Der 46-jährige Betriebswirtschafter hat eine steile Karriere hingelegt: Der erste Tessiner SVP-Ständerat. Der erste Tessiner im SVP-Vizepräsidium. Und nun der erste Tessiner SVP-Präsident. Aber Chiesa ist keine charismatische Persönlichkeit. Manchmal entsteht der Eindruck, er sei mehr Parteisekretär als Parteipräsident.
Chiesa leitet die Partei aus dem Hintergrund. Bei den grossen Themen treten andere in den Vordergrund. Zum Rahmenabkommen spricht Fraktionschef Thomas Aeschi. Gegen das CO2-Gesetz kämpfte an vorderster Front der junge Solothurner Nationalrat Christian Imark. Im Parlament wettert Magdalena Martullo gegen die Corona-Politik des Bundesrats.
Bunter Haufen an Parteigrössen
Chiesa versucht diesen bunten Haufen zusammenzuhalten – das scheint ihm bis jetzt recht gut zu gelingen.
Das Chiesa andere reden lässt und selber kaum auftritt, hat auch mit der Sprache zu tun. Er geht jede Woche in den Deutschkurs, aber das Debattieren in der Deutschschweiz fällt ihm noch immer recht schwer. Im Tessin und besonders auch in der Westschweiz (Chiesa spricht sehr gut Französisch) ist er deutlich präsenter.
Kann das gut kommen mit einem unbekannten Tessiner, fragten sich vor einem Jahr viele. Und nachdem die SVP die Begrenzungs-Initiative kurz nach Chiesas Amtsantritt im letzten Herbst deutlich verloren hatte, sahen viele Politbeobachter die Partei mit ihrem neuen Präsidenten in einer Krise. Auch bei den meisten kantonalen Wahlen verlor die Partei Sitze.

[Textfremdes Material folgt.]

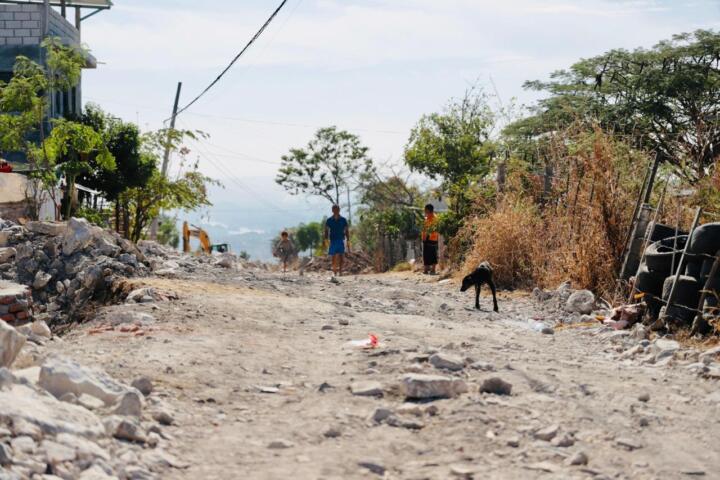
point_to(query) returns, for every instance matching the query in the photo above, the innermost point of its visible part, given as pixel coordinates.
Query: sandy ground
(255, 358)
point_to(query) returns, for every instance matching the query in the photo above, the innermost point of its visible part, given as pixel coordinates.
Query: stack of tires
(656, 274)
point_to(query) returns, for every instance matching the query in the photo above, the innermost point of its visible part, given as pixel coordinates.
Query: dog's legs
(492, 287)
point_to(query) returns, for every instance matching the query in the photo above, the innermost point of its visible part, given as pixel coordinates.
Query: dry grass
(574, 231)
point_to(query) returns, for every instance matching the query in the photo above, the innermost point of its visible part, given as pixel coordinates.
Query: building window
(73, 100)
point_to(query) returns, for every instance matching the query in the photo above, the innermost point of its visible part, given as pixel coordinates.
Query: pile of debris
(69, 266)
(355, 263)
(68, 421)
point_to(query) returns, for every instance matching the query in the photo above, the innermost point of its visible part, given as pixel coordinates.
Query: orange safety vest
(427, 233)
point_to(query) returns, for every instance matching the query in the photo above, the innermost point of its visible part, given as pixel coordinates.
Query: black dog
(482, 274)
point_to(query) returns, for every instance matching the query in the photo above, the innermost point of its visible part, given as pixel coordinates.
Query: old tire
(649, 282)
(661, 232)
(687, 294)
(659, 255)
(706, 239)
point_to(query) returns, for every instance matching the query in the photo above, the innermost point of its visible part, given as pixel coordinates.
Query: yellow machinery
(200, 234)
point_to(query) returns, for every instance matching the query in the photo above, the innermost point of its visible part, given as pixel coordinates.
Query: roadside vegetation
(94, 148)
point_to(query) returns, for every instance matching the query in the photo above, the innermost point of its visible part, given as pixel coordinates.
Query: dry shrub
(507, 238)
(575, 230)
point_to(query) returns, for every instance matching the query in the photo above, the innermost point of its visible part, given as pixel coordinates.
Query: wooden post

Das neue Feindbild der SVP
Doch in jüngster Zeit reiht sich ein Erfolg an den nächsten. Das von der SVP bekämpfte Rahmenabkommen hat der Bundesrat gleich selber bachab geschickt. Das CO2-Gesetz bodigte die SVP fast im Alleingang. Alleine gegen alle anderen – in dieser Rolle war die Partei schon immer stark. Und nun scheint die SVP nach der «Classe Politique» auch ein neues Feindbild für die nächsten eidgenössischen Wahlen gefunden zu haben: Die urbane, grüne Stadtbevölkerung, die dem Land angeblich vorschreiben wolle, wie man zu leben habe.
Aber mit dem neuen Präsidenten hat das alles wenig zu tun. Marco Chiesa lacht nur laut, wenn man ihn fragt, ob er zu diesen Erfolgen beigetragen habe.
Die Partei wird inzwischen nicht mehr von ganz wenigen, sondern vielen verschiedenen Köpfen geprägt. Übervater Christoph Blocher tritt nur noch selten auf und hat sich aus der aktiven Parteipolitik verabschiedet.
Als erste grosse Partei hat die SVP damit einen Wandel vollzogen: Nicht der Präsident, das Programm weist den Weg. Und dieses Programm vertreten viele grössere und kleinere Partei-Persönlichkeiten nach aussen.